Visual comparison of quality:

Comparing Jerk 10 to itself:


Across the board all speeds of jerk 10 did well quality-wise.  Nearly no ringing at 60mm/sec, and minimal ringing on the 90 & 120mm/sec.   The only really visual differences is the discoloration of the PLA as it was printed faster.

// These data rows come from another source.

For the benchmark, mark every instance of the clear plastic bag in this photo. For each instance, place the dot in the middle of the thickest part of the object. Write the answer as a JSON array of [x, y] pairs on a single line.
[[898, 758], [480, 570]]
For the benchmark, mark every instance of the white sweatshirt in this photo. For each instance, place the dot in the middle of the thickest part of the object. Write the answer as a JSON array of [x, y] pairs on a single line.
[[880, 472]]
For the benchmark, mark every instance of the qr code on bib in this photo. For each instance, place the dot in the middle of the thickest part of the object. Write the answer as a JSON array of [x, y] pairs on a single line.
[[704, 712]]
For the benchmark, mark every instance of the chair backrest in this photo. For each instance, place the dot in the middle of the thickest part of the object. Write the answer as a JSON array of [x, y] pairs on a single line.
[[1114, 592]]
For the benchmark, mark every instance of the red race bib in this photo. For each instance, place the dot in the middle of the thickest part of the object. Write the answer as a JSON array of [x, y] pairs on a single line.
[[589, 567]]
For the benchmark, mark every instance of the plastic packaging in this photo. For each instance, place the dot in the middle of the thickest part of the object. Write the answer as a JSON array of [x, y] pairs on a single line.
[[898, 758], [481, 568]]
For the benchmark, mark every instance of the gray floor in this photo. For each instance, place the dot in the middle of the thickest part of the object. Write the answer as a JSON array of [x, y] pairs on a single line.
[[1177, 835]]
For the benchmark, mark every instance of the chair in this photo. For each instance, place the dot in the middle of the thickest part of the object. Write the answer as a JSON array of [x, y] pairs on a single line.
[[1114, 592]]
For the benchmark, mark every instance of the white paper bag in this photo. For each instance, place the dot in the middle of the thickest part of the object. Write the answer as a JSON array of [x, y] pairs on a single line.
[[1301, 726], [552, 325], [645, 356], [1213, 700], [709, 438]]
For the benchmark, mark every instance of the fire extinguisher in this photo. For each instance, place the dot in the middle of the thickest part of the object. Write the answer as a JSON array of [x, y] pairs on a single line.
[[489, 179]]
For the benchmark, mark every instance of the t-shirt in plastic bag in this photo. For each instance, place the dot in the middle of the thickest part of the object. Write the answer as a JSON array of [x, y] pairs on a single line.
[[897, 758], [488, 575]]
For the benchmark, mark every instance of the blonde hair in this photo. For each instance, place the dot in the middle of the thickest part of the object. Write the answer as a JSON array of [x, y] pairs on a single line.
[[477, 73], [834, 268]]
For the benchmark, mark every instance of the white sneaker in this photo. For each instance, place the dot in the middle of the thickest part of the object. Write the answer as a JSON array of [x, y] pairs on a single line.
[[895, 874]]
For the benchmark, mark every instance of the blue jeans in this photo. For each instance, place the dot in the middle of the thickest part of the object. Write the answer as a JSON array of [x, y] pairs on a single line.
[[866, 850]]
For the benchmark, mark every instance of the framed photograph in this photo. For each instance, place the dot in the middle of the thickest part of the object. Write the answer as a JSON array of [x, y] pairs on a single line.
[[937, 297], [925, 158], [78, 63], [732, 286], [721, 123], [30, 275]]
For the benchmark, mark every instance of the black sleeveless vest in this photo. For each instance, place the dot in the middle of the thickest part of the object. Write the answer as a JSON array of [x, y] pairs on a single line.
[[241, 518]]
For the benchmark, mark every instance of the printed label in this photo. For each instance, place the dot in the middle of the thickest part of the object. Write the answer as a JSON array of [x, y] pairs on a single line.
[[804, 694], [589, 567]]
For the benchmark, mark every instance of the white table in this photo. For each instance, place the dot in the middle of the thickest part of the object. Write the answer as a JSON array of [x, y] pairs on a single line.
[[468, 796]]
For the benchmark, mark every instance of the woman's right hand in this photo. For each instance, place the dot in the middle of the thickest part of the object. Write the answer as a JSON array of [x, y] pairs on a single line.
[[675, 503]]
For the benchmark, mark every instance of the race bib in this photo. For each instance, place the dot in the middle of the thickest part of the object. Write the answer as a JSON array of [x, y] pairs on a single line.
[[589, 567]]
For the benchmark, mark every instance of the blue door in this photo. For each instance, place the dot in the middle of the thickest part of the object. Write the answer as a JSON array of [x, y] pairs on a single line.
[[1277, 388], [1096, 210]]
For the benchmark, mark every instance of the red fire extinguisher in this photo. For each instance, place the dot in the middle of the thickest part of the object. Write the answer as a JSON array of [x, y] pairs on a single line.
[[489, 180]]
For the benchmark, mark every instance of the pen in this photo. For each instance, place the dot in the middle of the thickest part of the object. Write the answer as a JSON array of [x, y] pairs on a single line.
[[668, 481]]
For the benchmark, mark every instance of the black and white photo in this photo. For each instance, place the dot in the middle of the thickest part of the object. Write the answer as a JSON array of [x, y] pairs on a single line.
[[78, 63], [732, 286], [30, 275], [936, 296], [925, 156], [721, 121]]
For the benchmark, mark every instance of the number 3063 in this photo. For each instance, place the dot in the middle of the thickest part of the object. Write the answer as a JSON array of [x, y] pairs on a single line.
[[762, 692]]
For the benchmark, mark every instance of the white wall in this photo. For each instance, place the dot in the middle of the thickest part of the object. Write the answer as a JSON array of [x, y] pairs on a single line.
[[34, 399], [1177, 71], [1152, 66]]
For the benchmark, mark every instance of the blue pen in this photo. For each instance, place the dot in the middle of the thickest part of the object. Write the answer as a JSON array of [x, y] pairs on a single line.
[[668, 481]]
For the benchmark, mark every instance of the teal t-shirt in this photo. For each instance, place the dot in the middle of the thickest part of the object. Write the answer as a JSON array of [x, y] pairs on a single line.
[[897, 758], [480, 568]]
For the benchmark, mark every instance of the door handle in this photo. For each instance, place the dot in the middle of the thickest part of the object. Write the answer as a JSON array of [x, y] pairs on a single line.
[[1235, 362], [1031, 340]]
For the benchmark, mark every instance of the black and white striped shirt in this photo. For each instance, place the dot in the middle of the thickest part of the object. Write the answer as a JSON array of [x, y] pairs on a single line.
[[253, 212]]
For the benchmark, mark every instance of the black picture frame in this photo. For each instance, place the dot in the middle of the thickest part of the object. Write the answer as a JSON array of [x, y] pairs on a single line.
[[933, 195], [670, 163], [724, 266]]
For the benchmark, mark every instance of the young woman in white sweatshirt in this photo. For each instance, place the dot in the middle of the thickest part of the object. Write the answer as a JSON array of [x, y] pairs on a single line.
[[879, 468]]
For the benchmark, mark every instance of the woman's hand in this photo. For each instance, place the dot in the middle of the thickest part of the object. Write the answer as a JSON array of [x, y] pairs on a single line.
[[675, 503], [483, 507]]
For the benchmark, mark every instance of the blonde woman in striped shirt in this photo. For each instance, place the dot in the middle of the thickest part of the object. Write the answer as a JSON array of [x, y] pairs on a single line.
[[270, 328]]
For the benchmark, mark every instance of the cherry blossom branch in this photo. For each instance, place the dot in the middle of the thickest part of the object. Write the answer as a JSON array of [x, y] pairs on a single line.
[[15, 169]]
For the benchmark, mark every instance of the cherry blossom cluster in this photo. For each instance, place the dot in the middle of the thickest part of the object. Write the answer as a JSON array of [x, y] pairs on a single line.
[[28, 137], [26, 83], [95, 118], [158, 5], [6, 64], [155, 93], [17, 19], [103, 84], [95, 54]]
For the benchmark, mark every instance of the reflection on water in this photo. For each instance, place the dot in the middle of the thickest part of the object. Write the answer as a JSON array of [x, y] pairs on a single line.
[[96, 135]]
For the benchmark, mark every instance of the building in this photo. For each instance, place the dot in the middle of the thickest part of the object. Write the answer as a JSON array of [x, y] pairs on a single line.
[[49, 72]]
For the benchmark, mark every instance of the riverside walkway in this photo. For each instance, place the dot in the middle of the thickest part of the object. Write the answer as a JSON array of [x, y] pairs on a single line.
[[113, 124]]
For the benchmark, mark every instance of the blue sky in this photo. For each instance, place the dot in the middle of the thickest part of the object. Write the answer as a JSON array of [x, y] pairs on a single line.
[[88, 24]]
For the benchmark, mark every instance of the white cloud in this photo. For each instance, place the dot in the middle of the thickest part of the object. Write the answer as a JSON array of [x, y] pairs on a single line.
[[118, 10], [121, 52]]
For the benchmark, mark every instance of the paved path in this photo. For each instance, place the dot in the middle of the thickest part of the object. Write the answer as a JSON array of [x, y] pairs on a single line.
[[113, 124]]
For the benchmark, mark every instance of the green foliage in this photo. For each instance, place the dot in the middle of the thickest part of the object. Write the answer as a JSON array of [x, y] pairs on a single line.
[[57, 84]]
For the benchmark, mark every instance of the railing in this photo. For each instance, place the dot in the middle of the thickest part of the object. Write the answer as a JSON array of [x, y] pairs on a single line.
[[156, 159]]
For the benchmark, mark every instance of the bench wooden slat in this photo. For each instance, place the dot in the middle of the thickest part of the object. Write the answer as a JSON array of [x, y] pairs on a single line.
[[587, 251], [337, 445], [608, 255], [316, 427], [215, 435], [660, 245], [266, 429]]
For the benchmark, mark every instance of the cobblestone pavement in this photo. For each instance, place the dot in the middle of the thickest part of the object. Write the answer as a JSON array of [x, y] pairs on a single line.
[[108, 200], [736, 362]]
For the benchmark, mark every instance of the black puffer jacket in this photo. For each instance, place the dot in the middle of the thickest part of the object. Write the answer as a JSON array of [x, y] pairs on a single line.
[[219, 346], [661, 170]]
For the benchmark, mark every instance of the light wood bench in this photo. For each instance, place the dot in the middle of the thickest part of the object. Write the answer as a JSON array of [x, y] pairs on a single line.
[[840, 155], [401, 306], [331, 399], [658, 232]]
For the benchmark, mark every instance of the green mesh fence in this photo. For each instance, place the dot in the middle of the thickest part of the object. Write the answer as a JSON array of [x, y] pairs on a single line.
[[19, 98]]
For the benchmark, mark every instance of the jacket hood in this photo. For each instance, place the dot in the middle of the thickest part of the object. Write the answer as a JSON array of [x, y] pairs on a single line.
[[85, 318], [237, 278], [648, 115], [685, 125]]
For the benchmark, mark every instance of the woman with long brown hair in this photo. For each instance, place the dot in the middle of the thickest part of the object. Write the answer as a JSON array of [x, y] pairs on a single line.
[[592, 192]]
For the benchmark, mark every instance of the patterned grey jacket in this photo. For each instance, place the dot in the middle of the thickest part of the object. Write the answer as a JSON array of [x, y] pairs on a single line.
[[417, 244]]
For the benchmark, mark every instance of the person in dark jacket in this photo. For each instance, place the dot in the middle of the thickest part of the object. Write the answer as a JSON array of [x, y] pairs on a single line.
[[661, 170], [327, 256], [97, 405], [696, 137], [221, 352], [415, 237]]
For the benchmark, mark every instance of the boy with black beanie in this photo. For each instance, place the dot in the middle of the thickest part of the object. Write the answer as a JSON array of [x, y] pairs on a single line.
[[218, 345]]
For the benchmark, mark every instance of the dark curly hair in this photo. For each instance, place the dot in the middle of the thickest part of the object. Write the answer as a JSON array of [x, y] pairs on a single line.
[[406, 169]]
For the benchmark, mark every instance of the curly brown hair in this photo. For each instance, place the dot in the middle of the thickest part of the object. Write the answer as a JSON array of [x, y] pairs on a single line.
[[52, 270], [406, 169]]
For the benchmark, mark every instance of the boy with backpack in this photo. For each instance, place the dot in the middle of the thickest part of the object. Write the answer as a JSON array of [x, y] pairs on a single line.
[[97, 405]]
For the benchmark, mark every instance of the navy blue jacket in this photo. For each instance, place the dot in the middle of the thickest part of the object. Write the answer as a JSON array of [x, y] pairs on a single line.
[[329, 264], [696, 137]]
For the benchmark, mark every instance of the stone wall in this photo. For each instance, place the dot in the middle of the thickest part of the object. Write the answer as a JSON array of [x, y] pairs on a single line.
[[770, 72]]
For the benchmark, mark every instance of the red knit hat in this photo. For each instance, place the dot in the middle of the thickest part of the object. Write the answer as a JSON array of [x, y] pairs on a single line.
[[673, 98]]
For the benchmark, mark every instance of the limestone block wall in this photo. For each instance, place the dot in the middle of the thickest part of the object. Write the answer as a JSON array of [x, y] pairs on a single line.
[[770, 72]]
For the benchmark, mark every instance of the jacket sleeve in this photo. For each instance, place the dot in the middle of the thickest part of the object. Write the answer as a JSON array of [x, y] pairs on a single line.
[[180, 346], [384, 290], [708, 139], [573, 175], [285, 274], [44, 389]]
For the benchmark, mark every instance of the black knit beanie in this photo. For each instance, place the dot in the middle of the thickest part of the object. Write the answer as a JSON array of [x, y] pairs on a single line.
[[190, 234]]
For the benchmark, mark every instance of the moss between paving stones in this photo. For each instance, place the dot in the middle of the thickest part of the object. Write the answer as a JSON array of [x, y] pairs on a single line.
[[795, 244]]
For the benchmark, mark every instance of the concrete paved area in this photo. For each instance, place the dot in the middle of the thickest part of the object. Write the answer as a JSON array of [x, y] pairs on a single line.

Comparing Jerk 40 to itself:


Ringing across all speeds.  Passable at 60mm/sec, but I don’t like what I see at 90 & 120.

Compare 60mm/sec:


While both had the exact same print time, there is virtually no ringing on the jerk 10, while ringing is visible on the jerk 40.  A strange random print artifact showed up on the smokestack of the jerk 10 that didn’t show up on any other prints.  Ghost in the machine.

Compare 90mm/sec:


Very slight ringing on the jerk 10, ringing is quite apparent on the jerk 40.

Compare 120mm/sec:


Ringing is just starting to show on the jerk 10, and jerk 40 looks like a train-wreck.  Or a ship-wreck.

Final Thoughts, Opinions:

  • The default jerk values in Repetier are 20, which is why I wanted to try two values on either side that would really show off the differences, since I was still getting rigging at 20 at 90mm/sec before this test.
  • I think that you need to make a decision when starting the print:  Quality vs speed?  All depends on what you’re printing.  If this is a structural part where the visual artifacts of ringing are tolerable, then crank up that jerk.  But if it’s a artistic piece, then lower it down.  What’s nice is that you can adjust this from the LCD in Repetier and set it in EEPROM per-print, not requiring any type of re-slicing.
  • Maybe I’ll just set it back to 20.  HA!